3. Tirzepatide plasma levels at standard doses

From PK:

Cmax for 5 mg: ~300–400 ng/mL after a dose

Steady-state average for maintenance doses 5–15 mg: 491–1470 ng/mL

MW ≈ 4813 g/mol

Convert 5 mg Cmax ≈ 400 ng/mL:

400 ng/mL ≈ 83 nM tirzepatide (already orders of magnitude above endogenous GLP-1).

4. What happens if you “microdose”?

Assuming near-linear PK (which holds across 0.25–15 mg):

Using the rough scaling from the 5 mg Cmax:

5 mg → ~400 ng/mL → ~83 nM

2.5 mg → ~200 ng/mL → ~42 nM

0.25 mg (a true “microdose”, 1/20th of 5 mg) → ~20 ng/mL → ~4.2 nM

Now compare these to endogenous GLP-1 (≈0.005–0.04 nM):

Raw concentration ratio (tirzepatide vs GLP-1)

Take a mid-physiologic postprandial GLP-1 ≈ 0.01 nM:

0.25 mg tirzepatide: 4.2 nM / 0.01 nM ≈ 420×

2.5 mg tirzepatide: 42 nM / 0.01 nM ≈ 4200×

Even if you use an aggressive physiological GLP-1 peak of 0.04 nM:

0.25 mg: 4.2 / 0.04 ≈ 105×

2.5 mg: 42 / 0.04 ≈ 1050×

So in plasma terms, even a 0.25 mg weekly dose is roughly 10²–10³× the molar concentration of your own GLP-1 after a meal.

Adjust for lower GLP-1R potency

Since tirzepatide is ~13× less potent than GLP-1 at GLP-1R, scale down:

For 0.25 mg:

4.2 nM / 13 ≈ 0.32 nM “GLP-1-equivalent”

Compare that to 0.005–0.04 nM endogenous:

vs 0.01 nM: ~32×

vs 0.04 nM: ~8×

So even the 0.25 mg “toy” dose is plausibly giving something like one order of magnitude (8–30×) higher GLP-1R signaling tone around peak, relative to a typical post-meal GLP-1 excursion.

For 2.5 mg:

42 nM / 13 ≈ 3.2 nM GLP-1-equivalent

That’s ~80–600× physiological.

5. So what’s the order of magnitude answer?

Putting all the hand-waviness into one sentence:

For true microdoses (~0.1–0.3 mg weekly), you’re probably looking at roughly ~1 order of magnitude higher GLP-1R activation vs physiologic postprandial levels (tens-fold), and more than one order vs fasting.

For “low” but not micro doses (≥2.5 mg) you’re in 1–2+ orders of magnitude above physiological GLP-1, with receptor occupancy basically saturated at peak.

So if your question is:

“Am I going from 1× GLP-1 to ~3×, or to like 100× by ‘microdosing’?”

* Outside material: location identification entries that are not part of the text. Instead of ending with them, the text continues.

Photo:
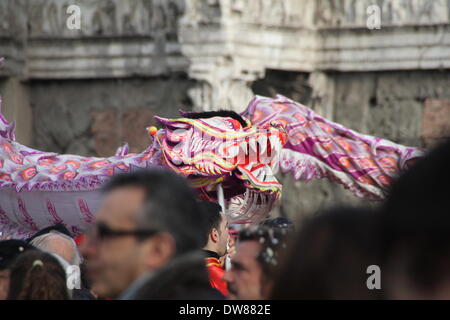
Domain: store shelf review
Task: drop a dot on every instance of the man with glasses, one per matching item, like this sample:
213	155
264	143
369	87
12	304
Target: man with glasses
147	239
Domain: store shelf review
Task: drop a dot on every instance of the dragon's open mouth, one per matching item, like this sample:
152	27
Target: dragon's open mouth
242	161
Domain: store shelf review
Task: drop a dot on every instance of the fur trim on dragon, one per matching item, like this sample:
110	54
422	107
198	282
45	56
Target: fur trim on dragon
240	152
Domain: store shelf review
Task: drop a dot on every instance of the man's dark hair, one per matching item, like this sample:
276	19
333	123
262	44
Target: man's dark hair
213	216
273	242
170	206
220	113
415	221
37	275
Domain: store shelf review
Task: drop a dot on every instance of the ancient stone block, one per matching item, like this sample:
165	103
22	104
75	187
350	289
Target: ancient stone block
133	123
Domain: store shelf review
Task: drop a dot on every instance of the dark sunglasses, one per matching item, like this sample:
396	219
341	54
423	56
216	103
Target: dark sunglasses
103	231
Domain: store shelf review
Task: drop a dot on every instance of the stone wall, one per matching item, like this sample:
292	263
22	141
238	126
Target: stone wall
407	107
95	117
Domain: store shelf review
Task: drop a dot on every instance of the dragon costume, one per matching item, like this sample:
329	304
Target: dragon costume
239	154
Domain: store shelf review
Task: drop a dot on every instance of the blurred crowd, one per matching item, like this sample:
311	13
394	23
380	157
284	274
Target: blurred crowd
152	239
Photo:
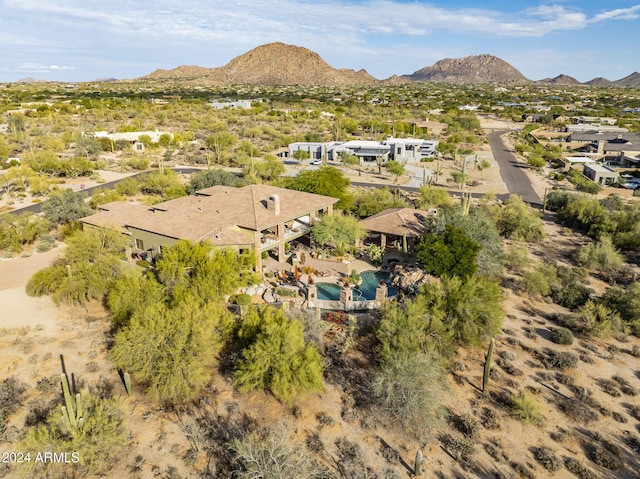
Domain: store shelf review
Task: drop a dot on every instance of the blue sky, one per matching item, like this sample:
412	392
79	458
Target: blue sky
82	40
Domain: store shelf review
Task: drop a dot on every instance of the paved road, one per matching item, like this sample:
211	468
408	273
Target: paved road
512	171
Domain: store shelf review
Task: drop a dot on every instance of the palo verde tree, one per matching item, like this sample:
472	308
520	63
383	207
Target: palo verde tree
471	311
203	270
327	181
65	206
172	349
339	231
275	356
452	253
92	261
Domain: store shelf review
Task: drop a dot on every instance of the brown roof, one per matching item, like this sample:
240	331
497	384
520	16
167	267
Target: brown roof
397	221
217	213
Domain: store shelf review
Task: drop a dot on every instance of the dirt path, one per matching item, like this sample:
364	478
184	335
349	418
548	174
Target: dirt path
16	308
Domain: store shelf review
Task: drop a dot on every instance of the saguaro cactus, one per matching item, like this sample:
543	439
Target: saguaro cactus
127	383
487	365
72	411
417	469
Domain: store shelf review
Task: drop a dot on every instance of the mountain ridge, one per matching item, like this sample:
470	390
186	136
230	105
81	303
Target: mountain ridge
282	64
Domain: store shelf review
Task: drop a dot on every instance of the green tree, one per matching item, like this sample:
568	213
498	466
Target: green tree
203	270
92	261
370	201
431	197
214	177
327	181
518	221
275	356
412	388
99	443
340	231
471	311
172	350
218	144
601	256
459	178
272	454
65	206
452	253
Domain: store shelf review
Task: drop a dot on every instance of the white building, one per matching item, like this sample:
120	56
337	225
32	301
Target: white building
404	150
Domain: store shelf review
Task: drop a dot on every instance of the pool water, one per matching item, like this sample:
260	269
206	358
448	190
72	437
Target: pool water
365	291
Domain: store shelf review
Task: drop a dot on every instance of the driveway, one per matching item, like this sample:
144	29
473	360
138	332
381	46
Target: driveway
512	171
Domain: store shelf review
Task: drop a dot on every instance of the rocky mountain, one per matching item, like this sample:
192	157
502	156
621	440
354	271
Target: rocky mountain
561	80
599	81
630	80
272	64
282	64
474	69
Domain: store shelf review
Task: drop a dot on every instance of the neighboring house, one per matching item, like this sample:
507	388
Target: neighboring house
131	137
599	174
251	219
396	225
620	148
368	151
219	104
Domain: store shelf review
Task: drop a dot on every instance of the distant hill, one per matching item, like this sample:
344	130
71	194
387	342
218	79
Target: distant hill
599	81
630	80
561	80
282	64
476	69
272	64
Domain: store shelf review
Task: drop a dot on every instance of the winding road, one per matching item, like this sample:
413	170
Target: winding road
512	171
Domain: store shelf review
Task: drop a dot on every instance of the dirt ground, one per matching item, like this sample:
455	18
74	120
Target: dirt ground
34	332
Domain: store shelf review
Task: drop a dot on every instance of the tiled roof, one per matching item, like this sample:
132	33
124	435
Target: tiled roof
397	221
218	213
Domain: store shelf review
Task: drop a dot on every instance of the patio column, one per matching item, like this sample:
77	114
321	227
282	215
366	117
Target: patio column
280	235
257	244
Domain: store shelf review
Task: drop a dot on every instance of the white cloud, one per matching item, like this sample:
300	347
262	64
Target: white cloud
631	13
334	20
40	68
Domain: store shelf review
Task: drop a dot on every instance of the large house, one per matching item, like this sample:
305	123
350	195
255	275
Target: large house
252	219
368	151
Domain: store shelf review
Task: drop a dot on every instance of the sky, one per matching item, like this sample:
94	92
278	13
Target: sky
85	40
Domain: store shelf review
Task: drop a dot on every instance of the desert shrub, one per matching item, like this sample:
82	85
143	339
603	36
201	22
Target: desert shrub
601	256
562	336
99	443
523	470
605	458
577	468
578	411
241	299
517	258
598	319
548	459
46	242
467	424
490	419
539	281
571	295
557	360
271	453
625	386
525	408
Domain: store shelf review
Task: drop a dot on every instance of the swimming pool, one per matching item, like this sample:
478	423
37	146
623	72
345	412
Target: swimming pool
365	291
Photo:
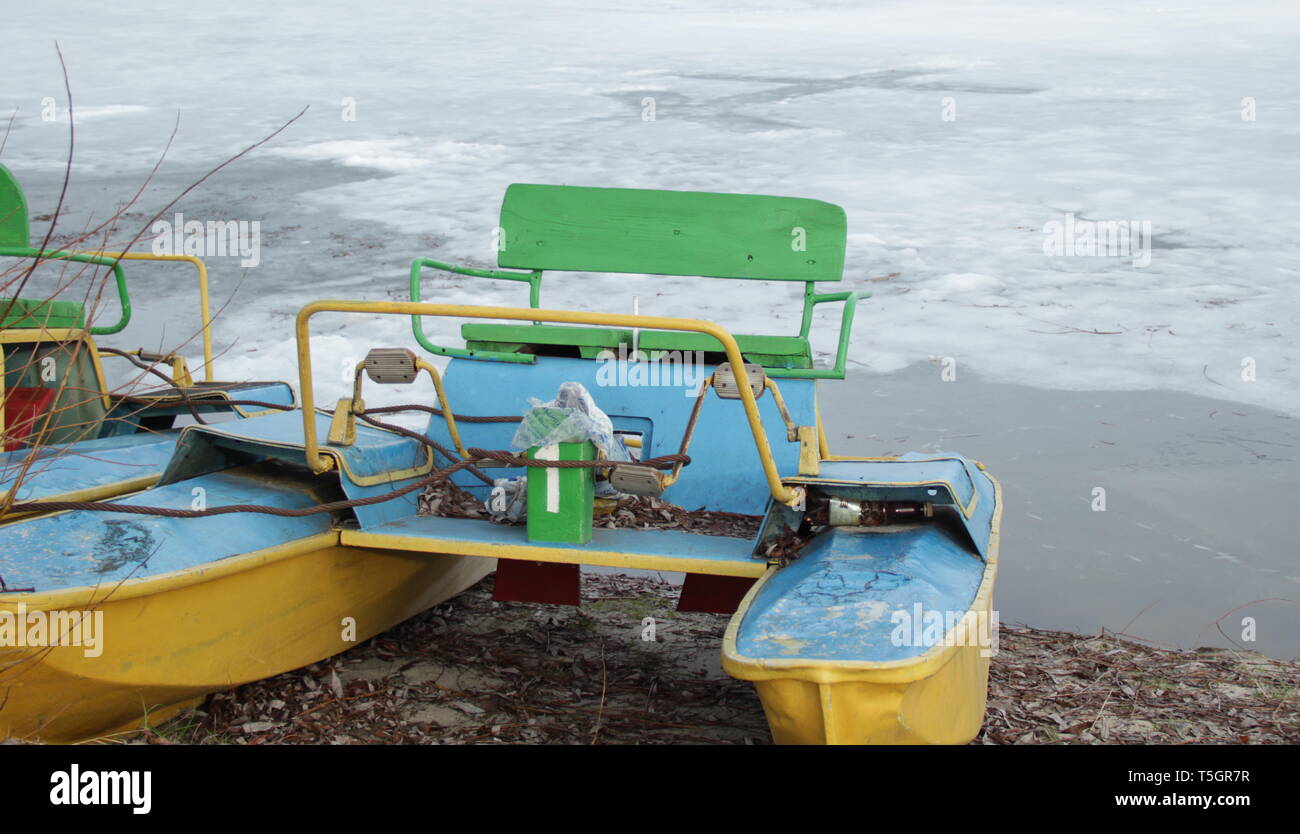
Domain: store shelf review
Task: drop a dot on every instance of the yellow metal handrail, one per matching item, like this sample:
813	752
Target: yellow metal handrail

Then the uncomfortable answer is: closer to the “tens-fold” side, possibly edging toward 100× depending on where you set ‘microdose’ and what you call ‘physiological’.

6. Two annoying caveats

Because biology refuses to be simple:

1. Continuous vs pulsed
   Endogenous GLP-1 spikes after meals and is shredded by DPP-4 with a ~2-minute half-life. Only ~10–15% reaches the systemic circulation intact.
   Tirzepatide is DPP-4 resistant with a ~5-day half-life, so even low doses keep GLP-1R signaling humming in the background all week.

2. GIP co-agonism & bias
   Tirzepatide is full-strength GIP agonist and more potent there than at GLP-1R, plus it’s biased at GLP-1R (more G-protein, less β-arrestin / internalization)
   So “OOM of GLP-1 agonism” is a slightly cursed metric; you’re also rewiring GIP circuits and trafficking dynamics, not just dialling “GLP-1 volume” up.

7. Boring but necessary safety sermon

You know this, but I’m obligated to nag:

Off-label “microdosing” tirzepatide hasn’t been meaningfully studied. All the safety data are in the 2.5–15 mg range, with medically screened populations.

FDA is actively smacking down unapproved / compounded GLP-1 products because of quality & dosing reliability issues.

So even if appetite suppression is minimal, you’re still running pharmacologic-range receptor activation in pancreas, gut, brain, gallbladder, etc. It is not a “gentle nutraceutical.”

TL;DR

Microdose (~0.1–0.3 mg weekly): roughly one order of magnitude (≈10–30×) more GLP-1R signaling than your own gut produces after a meal.

Standard low dose (2.5 mg): comfortably in the 1–2 OOM range above physiological (tens- to hundreds-fold).

So “even without appetite suppression,” you’re not doing a subtle tweak; you’re running high-octane incretin signaling with the volume knob turned way past what evolution ever saw.

Report from Lilly that Tirzepatide compounded with B12 creates an impurity with “unknown” effects.

Note that they don’t say that the contaminant harmful, they just don’t know if it is. Under FDA regulations, any unknown is assumed to be harmful, unless there is evidence that it isn’t. This warning also very conveniently undermines compounding versions of tirzepatide, which I’m sure is a coincidence.